ESQUERDA ATÉ O AMANHECER

Há fato de senso comum existirem pessoas ambidestras; há fato de senso mediano essas pessoas possuírem desorientação direcional; porém, fato há pouco desconhecido é a ambidestria de nossos partidos políticos.

Nossos irmãos ricos da América dividiram-se em democratas e republicanos, dividiram-se em democratas que se vestem diferentemente dos republicanos, que comem diferentemente dos republicanos, que mesmo andam diferentemente dos republicanos, mas, principalmente, absurdamente óbvio, porém estranho para nós: que pensam diferentemente dos republicanos.

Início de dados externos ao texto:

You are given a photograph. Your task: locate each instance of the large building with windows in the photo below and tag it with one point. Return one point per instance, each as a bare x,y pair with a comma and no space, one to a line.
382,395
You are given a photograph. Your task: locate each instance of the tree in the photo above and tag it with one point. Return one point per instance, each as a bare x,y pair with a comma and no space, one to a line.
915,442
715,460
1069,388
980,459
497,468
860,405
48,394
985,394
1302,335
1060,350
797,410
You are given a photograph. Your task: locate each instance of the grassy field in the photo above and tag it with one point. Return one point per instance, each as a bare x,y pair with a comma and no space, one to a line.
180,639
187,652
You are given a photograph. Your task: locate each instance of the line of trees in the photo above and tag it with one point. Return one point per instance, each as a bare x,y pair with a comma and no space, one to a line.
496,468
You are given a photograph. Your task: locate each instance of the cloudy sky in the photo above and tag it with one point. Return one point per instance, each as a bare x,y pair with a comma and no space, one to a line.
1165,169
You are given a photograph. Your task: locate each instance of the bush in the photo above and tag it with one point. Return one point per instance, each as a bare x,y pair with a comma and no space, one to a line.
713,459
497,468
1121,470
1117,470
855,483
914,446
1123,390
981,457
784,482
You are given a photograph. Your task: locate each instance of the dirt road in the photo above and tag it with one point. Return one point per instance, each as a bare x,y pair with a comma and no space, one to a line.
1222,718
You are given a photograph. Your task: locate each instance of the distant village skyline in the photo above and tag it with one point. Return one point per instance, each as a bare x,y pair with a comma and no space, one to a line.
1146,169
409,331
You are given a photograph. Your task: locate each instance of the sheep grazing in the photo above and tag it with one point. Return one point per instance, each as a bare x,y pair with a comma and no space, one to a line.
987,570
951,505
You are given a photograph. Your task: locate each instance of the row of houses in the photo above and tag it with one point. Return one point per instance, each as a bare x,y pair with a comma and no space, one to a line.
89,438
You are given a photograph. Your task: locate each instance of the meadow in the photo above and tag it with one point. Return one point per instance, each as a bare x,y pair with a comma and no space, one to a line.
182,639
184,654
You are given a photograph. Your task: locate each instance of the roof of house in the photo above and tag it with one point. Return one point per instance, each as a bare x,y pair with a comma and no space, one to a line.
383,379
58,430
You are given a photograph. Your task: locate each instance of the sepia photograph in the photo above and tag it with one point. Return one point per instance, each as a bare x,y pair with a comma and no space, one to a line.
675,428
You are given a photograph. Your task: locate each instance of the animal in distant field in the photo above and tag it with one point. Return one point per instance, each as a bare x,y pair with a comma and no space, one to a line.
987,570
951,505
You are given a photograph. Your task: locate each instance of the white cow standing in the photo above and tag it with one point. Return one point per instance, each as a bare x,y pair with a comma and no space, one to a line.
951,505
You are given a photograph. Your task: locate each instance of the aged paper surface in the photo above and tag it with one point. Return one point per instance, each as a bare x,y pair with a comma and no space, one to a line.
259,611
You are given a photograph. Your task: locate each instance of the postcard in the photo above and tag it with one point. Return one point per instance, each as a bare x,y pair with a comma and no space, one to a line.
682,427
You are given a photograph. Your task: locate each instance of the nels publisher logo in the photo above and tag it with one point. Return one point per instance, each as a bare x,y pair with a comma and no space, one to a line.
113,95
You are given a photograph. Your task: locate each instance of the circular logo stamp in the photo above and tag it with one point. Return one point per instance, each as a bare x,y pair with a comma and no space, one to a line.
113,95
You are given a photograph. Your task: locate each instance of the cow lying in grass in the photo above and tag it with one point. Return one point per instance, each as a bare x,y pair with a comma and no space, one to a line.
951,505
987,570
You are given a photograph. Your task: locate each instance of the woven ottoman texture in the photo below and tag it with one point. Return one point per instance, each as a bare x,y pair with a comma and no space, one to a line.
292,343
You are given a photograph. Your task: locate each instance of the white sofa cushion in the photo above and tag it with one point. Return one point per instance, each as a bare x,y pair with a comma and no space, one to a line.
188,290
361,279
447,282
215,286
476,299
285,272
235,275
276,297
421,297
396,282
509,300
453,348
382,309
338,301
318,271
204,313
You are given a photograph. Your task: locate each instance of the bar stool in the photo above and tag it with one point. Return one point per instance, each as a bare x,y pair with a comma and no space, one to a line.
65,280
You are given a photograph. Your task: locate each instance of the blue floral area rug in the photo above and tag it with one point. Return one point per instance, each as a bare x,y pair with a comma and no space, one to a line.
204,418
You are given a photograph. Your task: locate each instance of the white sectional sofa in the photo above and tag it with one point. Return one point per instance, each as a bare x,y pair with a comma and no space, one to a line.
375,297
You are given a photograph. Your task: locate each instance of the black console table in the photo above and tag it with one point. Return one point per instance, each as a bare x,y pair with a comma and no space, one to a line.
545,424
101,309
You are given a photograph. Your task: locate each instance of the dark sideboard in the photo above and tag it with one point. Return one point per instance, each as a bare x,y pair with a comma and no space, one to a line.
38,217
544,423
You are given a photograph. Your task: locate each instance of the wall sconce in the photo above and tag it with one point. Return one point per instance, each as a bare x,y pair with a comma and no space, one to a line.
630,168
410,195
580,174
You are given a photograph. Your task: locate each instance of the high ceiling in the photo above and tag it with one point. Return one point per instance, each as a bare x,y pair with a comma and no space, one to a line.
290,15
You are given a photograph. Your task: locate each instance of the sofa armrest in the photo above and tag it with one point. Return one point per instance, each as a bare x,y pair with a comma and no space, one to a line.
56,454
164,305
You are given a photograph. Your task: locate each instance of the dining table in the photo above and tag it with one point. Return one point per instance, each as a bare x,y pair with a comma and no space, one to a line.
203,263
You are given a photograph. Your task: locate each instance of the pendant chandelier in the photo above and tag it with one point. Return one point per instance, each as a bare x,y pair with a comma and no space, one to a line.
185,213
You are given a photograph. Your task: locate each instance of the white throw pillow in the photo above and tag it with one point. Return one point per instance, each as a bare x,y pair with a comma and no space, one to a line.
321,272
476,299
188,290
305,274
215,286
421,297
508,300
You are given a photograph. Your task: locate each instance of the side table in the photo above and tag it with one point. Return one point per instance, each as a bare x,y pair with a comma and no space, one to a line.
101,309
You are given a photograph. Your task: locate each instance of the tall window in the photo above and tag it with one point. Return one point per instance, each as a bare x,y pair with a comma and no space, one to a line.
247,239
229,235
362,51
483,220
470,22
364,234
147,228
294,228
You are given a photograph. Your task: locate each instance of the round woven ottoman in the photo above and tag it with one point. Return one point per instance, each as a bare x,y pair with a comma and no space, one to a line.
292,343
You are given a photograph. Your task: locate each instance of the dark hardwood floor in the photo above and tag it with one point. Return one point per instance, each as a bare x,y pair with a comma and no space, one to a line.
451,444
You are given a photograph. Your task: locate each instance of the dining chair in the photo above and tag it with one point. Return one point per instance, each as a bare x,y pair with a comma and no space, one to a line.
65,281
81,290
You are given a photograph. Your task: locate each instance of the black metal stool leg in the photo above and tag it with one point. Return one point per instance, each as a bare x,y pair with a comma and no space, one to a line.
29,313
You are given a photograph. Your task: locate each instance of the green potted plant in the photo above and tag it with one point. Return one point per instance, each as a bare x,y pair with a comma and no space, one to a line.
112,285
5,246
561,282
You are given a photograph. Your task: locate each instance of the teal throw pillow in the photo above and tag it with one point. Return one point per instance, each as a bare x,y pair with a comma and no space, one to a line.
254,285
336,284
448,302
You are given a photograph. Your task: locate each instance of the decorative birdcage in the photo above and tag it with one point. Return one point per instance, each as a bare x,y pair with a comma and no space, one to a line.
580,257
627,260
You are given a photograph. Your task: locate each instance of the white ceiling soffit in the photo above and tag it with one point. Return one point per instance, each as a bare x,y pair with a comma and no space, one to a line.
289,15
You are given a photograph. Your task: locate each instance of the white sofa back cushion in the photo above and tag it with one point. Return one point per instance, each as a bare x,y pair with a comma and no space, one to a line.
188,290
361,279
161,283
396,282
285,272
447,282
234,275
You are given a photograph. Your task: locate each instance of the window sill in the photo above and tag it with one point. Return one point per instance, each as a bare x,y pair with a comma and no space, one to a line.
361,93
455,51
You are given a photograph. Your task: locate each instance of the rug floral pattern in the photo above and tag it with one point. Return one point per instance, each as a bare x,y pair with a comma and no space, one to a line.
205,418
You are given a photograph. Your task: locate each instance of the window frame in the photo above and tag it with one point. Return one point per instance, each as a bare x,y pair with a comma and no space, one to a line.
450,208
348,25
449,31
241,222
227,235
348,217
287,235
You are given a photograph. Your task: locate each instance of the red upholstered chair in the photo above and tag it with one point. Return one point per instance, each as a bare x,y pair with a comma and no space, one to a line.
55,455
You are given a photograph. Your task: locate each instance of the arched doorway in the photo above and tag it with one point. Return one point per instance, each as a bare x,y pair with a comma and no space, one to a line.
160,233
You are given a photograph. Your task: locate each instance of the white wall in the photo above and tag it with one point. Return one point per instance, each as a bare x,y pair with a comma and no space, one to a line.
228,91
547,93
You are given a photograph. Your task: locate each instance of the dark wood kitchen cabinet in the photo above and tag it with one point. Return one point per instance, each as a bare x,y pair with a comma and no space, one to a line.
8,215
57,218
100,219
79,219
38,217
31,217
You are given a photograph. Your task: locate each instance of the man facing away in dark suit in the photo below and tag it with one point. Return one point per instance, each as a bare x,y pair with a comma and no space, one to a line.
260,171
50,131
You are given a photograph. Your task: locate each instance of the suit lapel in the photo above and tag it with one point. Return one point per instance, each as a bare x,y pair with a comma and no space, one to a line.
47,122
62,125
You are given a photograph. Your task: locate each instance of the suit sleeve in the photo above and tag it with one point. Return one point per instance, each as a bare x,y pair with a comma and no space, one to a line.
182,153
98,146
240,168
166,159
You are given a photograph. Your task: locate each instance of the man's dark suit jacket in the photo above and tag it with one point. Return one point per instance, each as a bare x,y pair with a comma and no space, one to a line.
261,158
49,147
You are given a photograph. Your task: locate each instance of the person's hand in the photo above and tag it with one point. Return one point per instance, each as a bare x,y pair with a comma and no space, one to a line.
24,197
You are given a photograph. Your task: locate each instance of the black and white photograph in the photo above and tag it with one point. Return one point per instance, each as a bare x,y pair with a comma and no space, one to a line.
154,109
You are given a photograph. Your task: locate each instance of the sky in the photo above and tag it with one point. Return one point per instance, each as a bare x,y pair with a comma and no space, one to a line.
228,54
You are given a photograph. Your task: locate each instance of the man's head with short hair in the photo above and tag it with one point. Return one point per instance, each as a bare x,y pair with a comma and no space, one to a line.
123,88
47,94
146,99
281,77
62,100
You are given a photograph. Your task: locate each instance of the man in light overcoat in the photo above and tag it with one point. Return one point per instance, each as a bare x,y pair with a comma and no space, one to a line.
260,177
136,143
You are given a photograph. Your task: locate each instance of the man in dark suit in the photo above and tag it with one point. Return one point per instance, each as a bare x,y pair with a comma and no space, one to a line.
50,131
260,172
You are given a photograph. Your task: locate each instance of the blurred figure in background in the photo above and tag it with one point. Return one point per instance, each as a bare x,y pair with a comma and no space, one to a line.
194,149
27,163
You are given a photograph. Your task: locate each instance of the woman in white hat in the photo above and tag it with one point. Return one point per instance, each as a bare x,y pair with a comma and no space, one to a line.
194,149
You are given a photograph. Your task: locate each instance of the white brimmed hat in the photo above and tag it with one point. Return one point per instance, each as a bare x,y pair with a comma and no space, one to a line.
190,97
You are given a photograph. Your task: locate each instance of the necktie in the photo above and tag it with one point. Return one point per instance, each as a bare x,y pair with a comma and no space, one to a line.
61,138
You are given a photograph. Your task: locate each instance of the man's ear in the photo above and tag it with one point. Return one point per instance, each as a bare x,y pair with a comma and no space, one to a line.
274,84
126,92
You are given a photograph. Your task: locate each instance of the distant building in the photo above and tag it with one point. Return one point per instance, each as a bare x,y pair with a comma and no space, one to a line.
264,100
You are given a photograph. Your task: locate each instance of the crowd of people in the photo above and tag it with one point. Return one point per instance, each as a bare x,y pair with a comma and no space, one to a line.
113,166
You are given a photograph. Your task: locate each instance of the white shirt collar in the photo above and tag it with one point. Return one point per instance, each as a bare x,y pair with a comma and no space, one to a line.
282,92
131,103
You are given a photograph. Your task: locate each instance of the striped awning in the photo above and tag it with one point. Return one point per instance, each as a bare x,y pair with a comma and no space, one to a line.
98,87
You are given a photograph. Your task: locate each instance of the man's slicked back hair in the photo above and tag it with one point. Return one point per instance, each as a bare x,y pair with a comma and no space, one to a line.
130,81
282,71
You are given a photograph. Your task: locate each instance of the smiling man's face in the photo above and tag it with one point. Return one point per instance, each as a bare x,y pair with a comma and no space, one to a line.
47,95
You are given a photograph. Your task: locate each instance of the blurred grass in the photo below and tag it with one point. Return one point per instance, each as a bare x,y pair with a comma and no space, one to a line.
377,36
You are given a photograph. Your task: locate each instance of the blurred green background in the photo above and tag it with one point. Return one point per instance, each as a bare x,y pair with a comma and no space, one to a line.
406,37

Estranho?! Talvez. Ou talvez, estranho seja o movimento contrário à expansão do universo em que nossos partidos coligados centripedamente fundem-se a um núcleo comum, deixando para trás partículas de pequena expressão, perdidas no espaço do discurso político, e que gradativamente partem para o centro, à medida que unem-se as demais partículas deixadas, e ao exemplo das demais, deixam suas partículas que idem, idem, idem, num constante e in aeternum nihilismo de ideologias.

Confesso, sou de direita, mas por acomodação mesmo. Também como alguns de vós, ainda antes dos auditórios da universidade, levantava bandeiras em protestos espalhafatosos, proferindo impropérios tirados de utopias redentoras na forma de máximas decoradas em calor momentâneo. Gritava: ABAIXO O CAPITALISMO, ABAIXO AS MULTINACIOSNASI EXPLORADORAS DE MÃO DE OBRA BARATA, ABAIXO A DEPENDÊNCIA DO CAPITAL ESTRANGEIRO, ABAIXO... ABAIXO... mas meu grito cessou, as utopias dissiparam-se na simples realidade: o comunismo desmascarou-se num sistema de diferenças sociais e incompatibilidade com a livre concorrência capitalista; o socialismo à passos largos tenta (otimistamente pensando que já não conseguiu) alcançá-lo; os golpes revolucionários disseminaram o caos e o medo na intolerância de suas ditaduras; e o nosso sonho utópico da chegada dos oprimidos ao poder termina em coligações partidárias que continuam a perpetuar-se no ato de comandar. Hoje, sou direita, mas por comodismo.

Sartre já tinha me avisado, quer transformar uma esquerda em direita, coloque-a no poder. Não acreditei, gritei: ABAIXO O EXISTENCIALISMO. Foi em vão, já não passa de uma voz rouca em protesto tímido. Ele estava certo.

Mas ainda guardo, no primeiro cabide, a velha, surrada, e desbotada camisa de Che, antes companheira de passeatas, e que hoje uso somente para sonhar e dormir, pendurada nobremente ao lado do terno que visto para trabalhar ao amanhecer.

Confesso, sou tentado e às vezes ainda me pego gritando em pensamentos: ABAIXO O CAPITALISMO, ABAIXO AS MULtinacionais, abaixo... abai... mas, não sei se é essa camisa com estampa estilo americana, não sei se é este destilado da região de Cognac, mas já é tarde, amanhã acordo cedo e tenho que trabalhar. Mesmo assim, serei esquerda até o amanhecer. Depois direita, por comodismo, cansei de me enganar.